According to a new report, ongoing collaborations between different industry players and a buildup of real-world evidence establishing safety and efficacy are expected to drive the growth of gene therapies for neurology indications.
The report from GlobalData, continues that, of the 38 pipelines products that are currently in development, 45 percent are adeno-associated virus (AAV) based delivery platforms. Other types include Lentiviral, which accounts for 13 percent.
“A majority of the current pipeline products are in Phase II development and the most common neurology indications – for which gene therapies are currently being evaluated – include Parkinson’s disease, pain and amyotrophic lateral sclerosis,” said Vinie Varkey, Senior Analyst at GlobalData. “The dominance of viral vectors is expected to continue as such platforms account for the bulk of these pipeline products, with adeno-associated virus being the most common among the viral vectors.”

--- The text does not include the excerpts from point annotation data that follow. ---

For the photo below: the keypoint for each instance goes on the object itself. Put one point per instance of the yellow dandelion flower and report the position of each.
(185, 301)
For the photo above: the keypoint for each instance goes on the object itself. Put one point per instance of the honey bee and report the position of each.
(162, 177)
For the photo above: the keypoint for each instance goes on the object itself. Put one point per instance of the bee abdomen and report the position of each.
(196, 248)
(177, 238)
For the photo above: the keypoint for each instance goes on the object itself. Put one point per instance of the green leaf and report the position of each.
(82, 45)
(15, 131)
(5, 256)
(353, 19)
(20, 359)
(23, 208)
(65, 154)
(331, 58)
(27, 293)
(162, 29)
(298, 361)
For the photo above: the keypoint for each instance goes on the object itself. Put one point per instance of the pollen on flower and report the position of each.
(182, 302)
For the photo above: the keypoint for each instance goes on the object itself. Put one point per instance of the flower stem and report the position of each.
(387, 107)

A high price point poses a challenge for the development of gene therapies, Varkey says, with key opinion leaders (KOLs) interviewed by GlobalData highlighting “the need to create sustainable funding solutions so that such therapies become accessible to patients everywhere irrespective of where patients are located”.
While the development of gene therapies are expected to pick up pace, the next wave of such therapies are expected to be ones that target diseases that are more frequent.

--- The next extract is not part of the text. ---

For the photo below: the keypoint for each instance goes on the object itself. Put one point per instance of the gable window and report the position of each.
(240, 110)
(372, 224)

“While monogenic rare diseases are the obvious first-to-go choice for which gene therapies can be developed, targeting more frequent diseases will need a holistic approach in order to address a wider mechanism of action,” Varkey concludes. “If gene therapies for frequent diseases do become available, then that will result in a more pronounced effect on healthcare not only in terms of providing better treatment options for patients but also test the ability of healthcare organisations to adapt with high price points of these therapies.”